Rick Santorum's decision to drop out of the race two weeks ago sucked virtually all of the drama out of Pennsylvania's primary. But as voters in the state head to the polls Tuesday to hand Mitt Romney an expected victory, the presumptive Republican nominee faces an equally suspenseful question: Can he win the state in November?
If polls are to be believed, Romney has the best shot of any Republican presidential candidate in recent years of carrying Pennsylvania in the general election.
A recent Quinnipiac University poll of likely voters in the state found President Barack Obama leading Romney by just 3 points, 45 percent to 42 percent (a result barely outside the poll's margin of error of plus or minus 2.8 percentage points).
According to Quinnipiac, 50 percent of likely voters in Pennsylvania disapprove of the job Obama is doing as president—a number higher than Obama's disapproval rating nationally.
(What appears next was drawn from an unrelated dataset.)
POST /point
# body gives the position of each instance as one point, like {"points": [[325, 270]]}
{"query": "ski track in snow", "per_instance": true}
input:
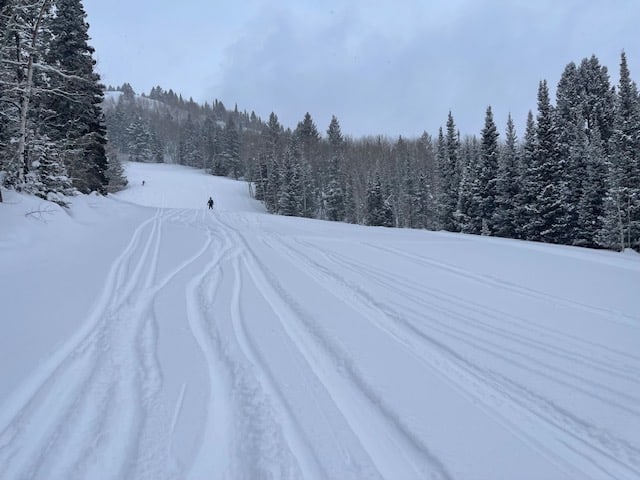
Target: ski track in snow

Asked if the president deserves a second term in office, half of those polled say no—another number that has been substantially higher than the national polling average.
"Romney has a real chance to win this state," G. Terry Madonna, head of Franklin & Marshall College's Center for Opinion Research, told Yahoo News. "All signs that we see indicate that this will be a pretty close election."
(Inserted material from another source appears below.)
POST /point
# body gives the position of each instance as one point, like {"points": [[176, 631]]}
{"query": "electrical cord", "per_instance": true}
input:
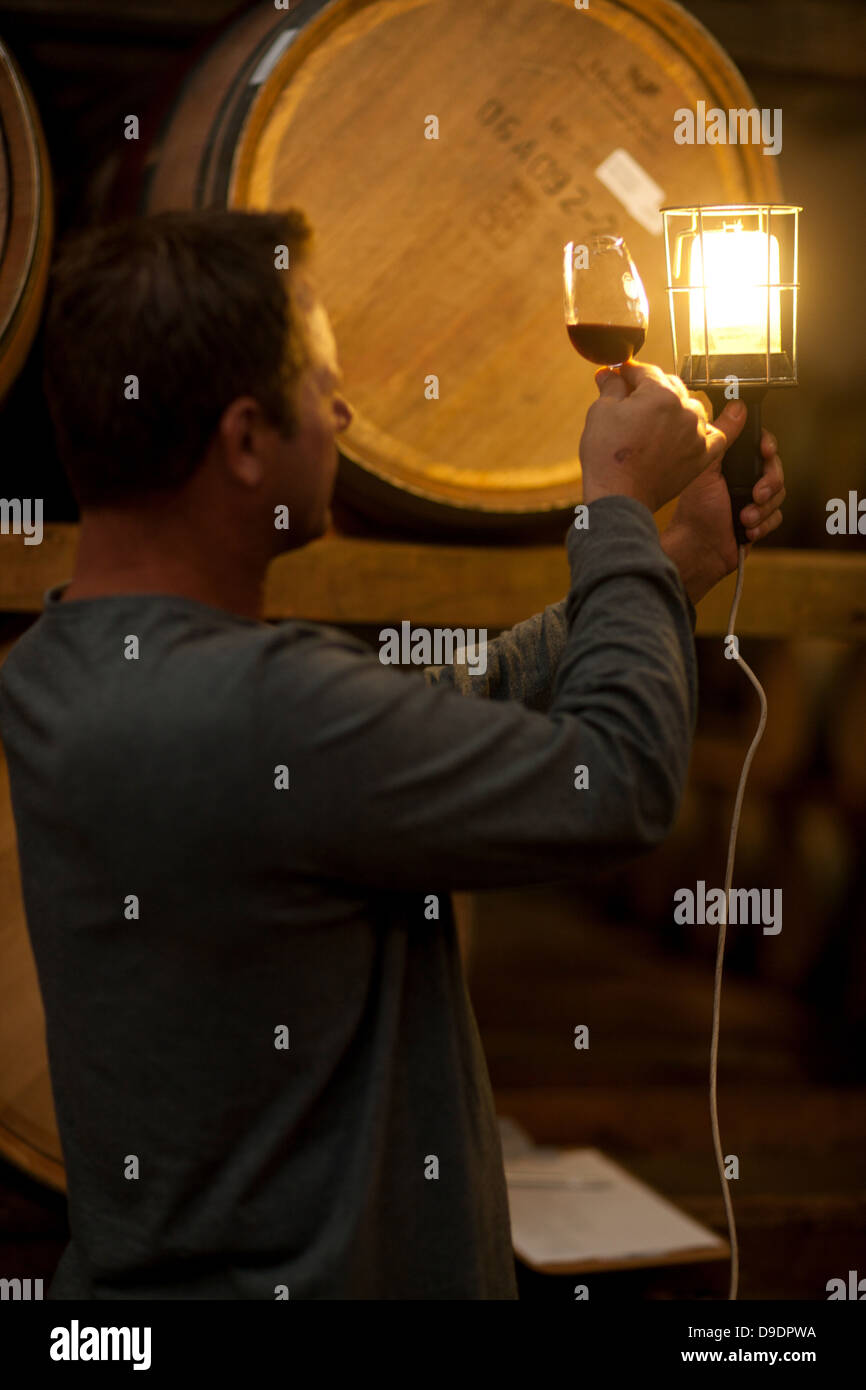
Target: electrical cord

But as a swing state, Pennsylvania has long been a political tease to Republican presidential contenders—seeming to be in their grasp as late as the final days of the general election, only to slip away.
In 2000 and 2004, George W. Bush spent millions of dollars on TV ads and crisscrossed the state—only to lose to his opponents Al Gore and John Kerry by 5 points or less. In 2008, John McCain was virtually tied with Obama in Pennsylvania up until October and spent days holding last-minute town halls around the state. Yet Obama eventually won Pennsylvania by 10 points—one of his biggest margins of victory among the so-called swing states.
A Republican candidate hasn't won Pennsylvania since 1988, when George H.W. Bush carried the state.
But Obama faces a far different political climate in Pennsylvania than he did four years ago, when he was elected as the candidate who could bring change to Washington. He now faces a state that is filled with angst over the state of the economy.
"The economy is the driving issue in Pennsylvania and it's an issue where Obama is extremely vulnerable," Madonna said.